People can object to their medical records being used by the CPRD by speaking to their doctor. While I understand some people’s view that they may want to do this, I want to explain why I feel it is important people don’t object.
So that we reach all our goals of successfully fighting disease and preventing illness in family and friends we really need every person to share their medical records and every GP to allow their practice to join the system. By doing this, people could potentially be saving someone’s life or helping to find a new treatment for a rare disease.
In addition to health research, anonymised medical records give a valuable insight that helps the NHS to assess if clinical care guidelines are appropriate and that the right treatment is used at the right time in the right patient. For example, through the extraction of people’s GP and hospital medical records, health researchers can study the benefits and side effects that may occur in the use of treatments used in the elderly.
For instance, this will include patients who have a range of other diseases, may be on other medications and may not actually take every dose of every drug.

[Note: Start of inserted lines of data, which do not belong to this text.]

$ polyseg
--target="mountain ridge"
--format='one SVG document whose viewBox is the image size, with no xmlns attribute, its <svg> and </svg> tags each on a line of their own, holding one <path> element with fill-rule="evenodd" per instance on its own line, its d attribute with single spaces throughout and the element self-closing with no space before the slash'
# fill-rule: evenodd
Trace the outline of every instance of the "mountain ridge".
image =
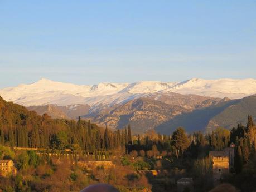
<svg viewBox="0 0 256 192">
<path fill-rule="evenodd" d="M 25 106 L 78 104 L 86 104 L 91 106 L 97 106 L 103 101 L 103 105 L 111 105 L 113 103 L 122 104 L 153 93 L 238 99 L 256 93 L 256 80 L 206 80 L 194 78 L 181 82 L 148 81 L 132 83 L 104 82 L 90 86 L 42 78 L 31 84 L 21 84 L 0 90 L 0 95 L 4 100 Z"/>
</svg>

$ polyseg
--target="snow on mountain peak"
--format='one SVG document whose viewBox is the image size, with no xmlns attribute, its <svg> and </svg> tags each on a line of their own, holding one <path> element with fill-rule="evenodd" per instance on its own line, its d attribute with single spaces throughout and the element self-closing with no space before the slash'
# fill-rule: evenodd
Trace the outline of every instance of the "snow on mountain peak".
<svg viewBox="0 0 256 192">
<path fill-rule="evenodd" d="M 78 103 L 99 106 L 114 105 L 155 92 L 241 98 L 256 93 L 256 80 L 193 78 L 181 82 L 147 81 L 132 83 L 104 82 L 90 86 L 41 78 L 32 84 L 21 84 L 0 90 L 0 95 L 6 100 L 25 106 Z"/>
</svg>

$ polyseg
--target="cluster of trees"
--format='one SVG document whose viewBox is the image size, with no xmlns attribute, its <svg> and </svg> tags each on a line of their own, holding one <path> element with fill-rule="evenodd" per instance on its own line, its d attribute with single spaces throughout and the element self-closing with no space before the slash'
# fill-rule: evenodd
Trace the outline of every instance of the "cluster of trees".
<svg viewBox="0 0 256 192">
<path fill-rule="evenodd" d="M 230 132 L 230 141 L 235 144 L 235 166 L 240 173 L 243 166 L 249 162 L 250 157 L 256 151 L 256 126 L 250 115 L 246 126 L 239 124 Z"/>
<path fill-rule="evenodd" d="M 11 147 L 109 150 L 132 144 L 131 127 L 113 132 L 90 121 L 52 119 L 0 97 L 0 144 Z"/>
</svg>

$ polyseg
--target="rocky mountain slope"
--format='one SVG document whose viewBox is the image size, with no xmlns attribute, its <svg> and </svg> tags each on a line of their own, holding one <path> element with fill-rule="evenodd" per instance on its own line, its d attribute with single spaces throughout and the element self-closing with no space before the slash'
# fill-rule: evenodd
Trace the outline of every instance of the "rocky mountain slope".
<svg viewBox="0 0 256 192">
<path fill-rule="evenodd" d="M 156 129 L 166 134 L 179 126 L 192 131 L 218 126 L 230 128 L 234 118 L 228 117 L 230 119 L 228 125 L 221 117 L 236 114 L 229 107 L 240 98 L 255 93 L 256 80 L 253 79 L 193 78 L 181 82 L 143 81 L 92 86 L 41 79 L 0 90 L 5 100 L 27 106 L 40 115 L 46 112 L 53 117 L 67 119 L 81 116 L 114 129 L 130 123 L 134 132 Z M 241 114 L 250 111 L 245 111 Z"/>
<path fill-rule="evenodd" d="M 220 126 L 231 129 L 238 123 L 245 124 L 248 115 L 256 120 L 256 95 L 234 100 L 224 99 L 210 107 L 177 115 L 157 126 L 156 130 L 170 134 L 178 126 L 185 127 L 189 132 L 210 132 Z"/>
<path fill-rule="evenodd" d="M 89 86 L 41 79 L 32 84 L 22 84 L 0 90 L 0 95 L 6 100 L 26 106 L 86 104 L 94 108 L 124 103 L 153 93 L 242 98 L 256 93 L 256 80 L 193 78 L 181 82 L 142 81 L 132 83 L 101 83 Z"/>
<path fill-rule="evenodd" d="M 30 111 L 35 111 L 42 115 L 47 114 L 52 118 L 77 119 L 79 116 L 85 115 L 89 113 L 89 106 L 86 104 L 75 104 L 67 106 L 46 105 L 44 106 L 32 106 L 27 107 Z"/>
</svg>

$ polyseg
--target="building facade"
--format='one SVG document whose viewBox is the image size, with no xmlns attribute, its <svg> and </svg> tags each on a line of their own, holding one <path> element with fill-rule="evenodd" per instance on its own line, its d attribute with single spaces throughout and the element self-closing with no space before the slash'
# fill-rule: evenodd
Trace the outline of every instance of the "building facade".
<svg viewBox="0 0 256 192">
<path fill-rule="evenodd" d="M 235 146 L 231 144 L 230 146 L 222 151 L 210 151 L 209 156 L 212 159 L 212 176 L 214 183 L 224 179 L 225 174 L 228 174 L 234 168 L 235 157 Z"/>
<path fill-rule="evenodd" d="M 9 173 L 15 174 L 17 169 L 14 166 L 13 161 L 10 159 L 0 160 L 0 175 L 6 176 Z"/>
</svg>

This real world safety information is crucial to providing safe, high quality healthcare for people and this data shines a key light on medicines used during pregnancy, in children and importantly about vaccine use and medical devices, like pacemakers.
Research by international pharmaceutical companies and international academia should be seen in a positive light. Researchers from pharmaceutical companies are the people who can deliver much needed new medicines.
Once a drug is on the market, the safety and effectiveness need to be monitored. The data also has a large part to play in getting new improved treatments into the NHS for both common and rare diseases. Information from medical records can make an invaluable contribution to clinical trials. Powerful efficient clinical trials means there is the chance to enable the treatment to be available sooner.
The vast majority of health research takes place using anonymised medical records that are only released to approved health researchers under very strict obligations covered by legal agreement. The confidentiality of health data used outside of clinical records is overseen by a range of independent committees and ensures that the data stewardship approach is of the highest level. In over 20 years working in this area I am unaware of any privacy issue with research use of medical records.
Using people’s medical records for health research requires very little time of GPs and other healthcare professionals. If you see health research like the ultimate jigsaw, it may be that you are struggling to find that missing piece of the puzzle. If people object, the picture may not be complete.